Still, it was true. Peter seemed to find all the most yearning parts of herself. The parts that were forever weepy, nostalgic for a future she did not know and a past that was so lost as to be merely a figment of an idea in her mind.
And maybe that was why she continued to follow his
terms,
which was merely the condition that she dine with him, ride with him, give him a chance to make amends. Amends for his past behavior, though he did not specify and she longed, and feared, to ask him to.
So at seven the next morning, Kate stood in front of the mirror in her room and stared. She was wearing her favorite riding costume, its color a deep forest green, and she knew very well what she looked like in it, with the jaunty little matching cap that her maid had fastened to her hair. However, what had her frozen was the idea that everything was upended.

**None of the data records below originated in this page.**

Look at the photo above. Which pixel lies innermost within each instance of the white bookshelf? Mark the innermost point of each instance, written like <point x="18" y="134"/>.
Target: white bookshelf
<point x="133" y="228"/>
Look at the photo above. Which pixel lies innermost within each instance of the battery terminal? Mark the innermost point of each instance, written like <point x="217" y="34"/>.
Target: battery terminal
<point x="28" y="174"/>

She had had this thought before many times since leaving home for her first Season. But away from Hopford, it was as if living a different life, being a different person, nearly an actor upon a stage. Here at home, she was forced to reconcile who she preferred to be and who she was. Who she had been.

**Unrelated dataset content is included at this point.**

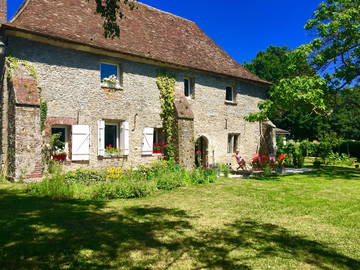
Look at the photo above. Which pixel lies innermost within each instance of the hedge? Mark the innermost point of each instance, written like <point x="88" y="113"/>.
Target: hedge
<point x="320" y="149"/>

She was being forced to question her perspective and her choices. It was unsettling.
Peter was unsettling.
He acted like he knew her. Not the Kate of London or the Kate of Watersham, but both, or something deeper. Something she wasn’t even certain she herself knew. Which meant he didn’t know her at all.
She shook her head, the movement making her feel more decisive, more in control, and she left the looking glass behind.
He was waiting for her in the entry hall, looking handsome and familiar. It was the familiarity that made her feel such warmth in her chest. The way one might feel at a known face in a crowd of strangers, even if that person were normally an enemy.
A truce
.
“Good morrow, Kate.”
She giggled.
Giggled.
How ridiculous.
“My name is Catherine.”
“I do like Catherine,” he said. “And I like Kate. They both fit you. The regal and the common.” He took her arm. “Shall we?”
She let him guide her out of the house, to where their horses and grooms waited.
“Are you calling me common?”
“Only if I am calling you regal, as well.”
“Hmmph.” She slipped her arm off of his and mounted her mare, Clara. Then looked back at Peter to find him still on the ground, looking up at her.
“No, Kate, there is nothing common about you.”
There was a look of physical admiration in his gaze. She knew it, had seen it before in others’ gazes, had taken it as her due, as the triumph of her fight for social approbation. But now for some reason the warmth of his gray eyes made her uncomfortably hot. She laughed. “How kind of you. Not that you were forced into such a compliment. I know it was positively spontaneous and natural.”
“And you would be correct. You may be petite, but your spirit is quite large.” She watched him accept his groom’s help, mount the horse whose brown flank was still lightly damp from the ride over.
Once he had seated himself comfortably, she guided Clara over to him. “Is that a compliment, Your Grace?”
“Naturally.”
“You admire a large . . . spirit?”
He laughed. “Are you flirting with me?”